The 2024 USL Championship and League One regular seasons are in the books, we’re partway through the playoffs, and the winter break will be here before you know it.
In many ways, it’s been a banner year for the USL across the board. The Super League, a first-division women’s competition, hit the field. Television deals with CBS, NBC, and TUDN brought more attention to the USL. Players like Nick Markanich, the Championship’s Golden Boot winner, deepened the league’s pipeline to Europe.
That said, there are still potential pitfalls that loom over the USL’s future. The American soccer landscape is always changing, so what big questions loom for the league as 2025 approaches?

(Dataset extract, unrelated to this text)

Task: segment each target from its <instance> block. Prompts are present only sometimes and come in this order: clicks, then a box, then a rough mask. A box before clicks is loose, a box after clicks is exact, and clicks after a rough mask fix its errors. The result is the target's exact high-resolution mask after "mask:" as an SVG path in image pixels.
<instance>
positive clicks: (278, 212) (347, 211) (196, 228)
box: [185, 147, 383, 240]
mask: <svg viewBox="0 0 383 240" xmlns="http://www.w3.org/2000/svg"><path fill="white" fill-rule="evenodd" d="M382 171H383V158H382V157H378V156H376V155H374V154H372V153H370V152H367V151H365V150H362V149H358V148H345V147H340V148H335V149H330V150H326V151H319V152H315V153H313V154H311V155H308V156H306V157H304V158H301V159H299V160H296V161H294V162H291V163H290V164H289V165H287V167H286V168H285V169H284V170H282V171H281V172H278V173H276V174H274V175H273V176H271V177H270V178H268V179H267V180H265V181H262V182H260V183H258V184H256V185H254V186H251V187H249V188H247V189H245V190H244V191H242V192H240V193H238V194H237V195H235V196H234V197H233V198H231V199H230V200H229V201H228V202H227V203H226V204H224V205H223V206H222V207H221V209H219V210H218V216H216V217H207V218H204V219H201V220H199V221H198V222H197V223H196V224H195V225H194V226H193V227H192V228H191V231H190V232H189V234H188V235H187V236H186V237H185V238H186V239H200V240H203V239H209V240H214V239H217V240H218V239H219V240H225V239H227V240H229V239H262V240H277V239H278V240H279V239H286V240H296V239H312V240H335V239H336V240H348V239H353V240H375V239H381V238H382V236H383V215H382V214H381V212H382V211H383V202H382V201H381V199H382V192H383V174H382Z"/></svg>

1. Will MLS continue to enter USL markets?
The biggest storyline of the spring in the USL was neither on-field performances nor off-field progress.
Instead, the reveal of a bid to bring Major League Soccer to Indianapolis – home of the USL Championship‘s Indy Eleven – stole the headlines. Though little is known about the expansion effort, its arrival led the Indianapolis City-County Council to pull support from the Eleven’s previously approved stadium initiative in favor of a putative MLS facility.
The case of Indianapolis is yet another example of MLS either directly poaching or indirectly competing with existing USL clubs. The San Diego Loyal folded at the end of the 2023 season despite maxing out capacity at Torero Stadium, just over a year before MLS’s San Diego FC was scheduled to come to town. Nashville, Cincinnati, Orlando, Austin, and St. Louis have all abandoned ship to move up a tier in the past.